An dieser Stelle muss man beachten, dass die LBMA für die Interessen ihrer Mitglieder eintritt. So gesehen könnten die negativen Folgen erhöhter Finanzierungskosten vielleicht auch zu drastisch darstellt werden - zumal in Zeiten der extrem niedrigen Zinsen die Kosten der Bankenrefinanzierung stark reduziert sind - und es vermutlich auch noch lange Zeit bleiben werden. Dennoch sollten die Befürchtungen der LBMA nicht leichtfertig abgetan werden. Denn falls die Besorgnis der LBMA sich als stichhaltig herausstellen sollte, könnte eine gewaltige Disruption im Edelmetallmarkt die Folge sein, die insbesondere die Märkte für Papiergold und Papiersilber treffen würde.

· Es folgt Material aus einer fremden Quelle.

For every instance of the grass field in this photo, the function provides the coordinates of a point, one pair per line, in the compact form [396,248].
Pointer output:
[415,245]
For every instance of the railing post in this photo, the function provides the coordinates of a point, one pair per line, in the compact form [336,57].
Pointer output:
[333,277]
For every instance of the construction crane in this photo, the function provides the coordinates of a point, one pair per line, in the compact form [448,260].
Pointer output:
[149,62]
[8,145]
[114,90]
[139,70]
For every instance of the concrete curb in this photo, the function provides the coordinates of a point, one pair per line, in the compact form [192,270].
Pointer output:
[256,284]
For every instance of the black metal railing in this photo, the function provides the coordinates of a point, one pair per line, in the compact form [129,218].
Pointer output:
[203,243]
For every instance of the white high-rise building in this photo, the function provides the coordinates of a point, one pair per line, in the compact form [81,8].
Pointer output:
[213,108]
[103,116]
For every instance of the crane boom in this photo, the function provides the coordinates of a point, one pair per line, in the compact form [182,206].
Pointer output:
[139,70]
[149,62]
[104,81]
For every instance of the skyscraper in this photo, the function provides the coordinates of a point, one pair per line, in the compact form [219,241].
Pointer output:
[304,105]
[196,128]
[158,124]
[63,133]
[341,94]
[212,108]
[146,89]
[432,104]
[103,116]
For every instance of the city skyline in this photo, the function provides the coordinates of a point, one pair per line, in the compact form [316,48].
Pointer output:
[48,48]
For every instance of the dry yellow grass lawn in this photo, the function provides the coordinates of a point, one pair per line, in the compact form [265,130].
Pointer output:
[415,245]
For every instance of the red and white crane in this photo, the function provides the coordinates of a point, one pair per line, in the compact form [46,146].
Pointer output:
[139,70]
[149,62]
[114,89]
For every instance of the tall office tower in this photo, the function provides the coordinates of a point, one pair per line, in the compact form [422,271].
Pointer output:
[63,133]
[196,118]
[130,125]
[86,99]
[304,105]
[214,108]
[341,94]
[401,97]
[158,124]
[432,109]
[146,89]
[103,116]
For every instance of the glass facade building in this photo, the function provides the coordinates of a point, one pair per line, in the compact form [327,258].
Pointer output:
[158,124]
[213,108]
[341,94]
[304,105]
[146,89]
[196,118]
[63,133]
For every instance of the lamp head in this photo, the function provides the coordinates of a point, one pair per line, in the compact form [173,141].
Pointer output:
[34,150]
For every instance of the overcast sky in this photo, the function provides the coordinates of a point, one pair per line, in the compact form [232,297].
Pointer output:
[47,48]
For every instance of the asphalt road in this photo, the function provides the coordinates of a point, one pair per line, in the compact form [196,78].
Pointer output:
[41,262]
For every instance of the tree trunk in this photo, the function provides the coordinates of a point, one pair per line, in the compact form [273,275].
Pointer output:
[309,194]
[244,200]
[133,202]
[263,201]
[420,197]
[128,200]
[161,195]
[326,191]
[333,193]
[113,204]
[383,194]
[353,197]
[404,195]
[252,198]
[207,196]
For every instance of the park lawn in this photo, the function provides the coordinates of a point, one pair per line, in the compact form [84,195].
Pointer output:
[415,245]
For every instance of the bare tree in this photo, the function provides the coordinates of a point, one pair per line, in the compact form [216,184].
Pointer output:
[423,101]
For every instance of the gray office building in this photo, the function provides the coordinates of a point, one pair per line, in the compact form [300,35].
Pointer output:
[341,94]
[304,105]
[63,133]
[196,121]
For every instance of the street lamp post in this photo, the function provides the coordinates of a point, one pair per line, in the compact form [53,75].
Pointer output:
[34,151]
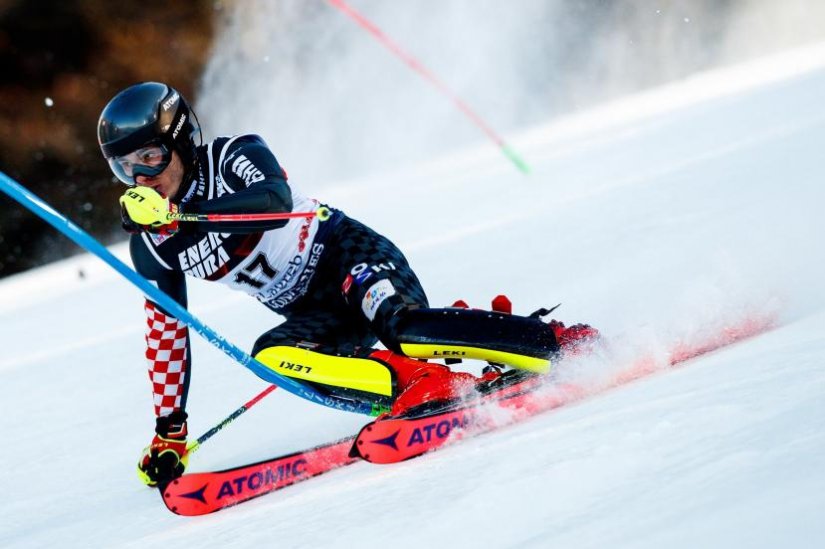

Unter "Papiergold" und "Papiersilber2 sind Derivative für Edelmetalle (in Form von Future, Optionen und Forwards) zu verstehen. Ihre Wertfindung hat zwar ein gewisses "Eigenleben", sie hängt aber letztlich doch von der erwarteten Verfügbarkeit des physischen Materials ("Underlying") ab. Zwar wird der Großteil der Derivativtransaktionen nicht durch physische Lieferungen abgewickelt, sondern vor Laufzeitende glattgestellt.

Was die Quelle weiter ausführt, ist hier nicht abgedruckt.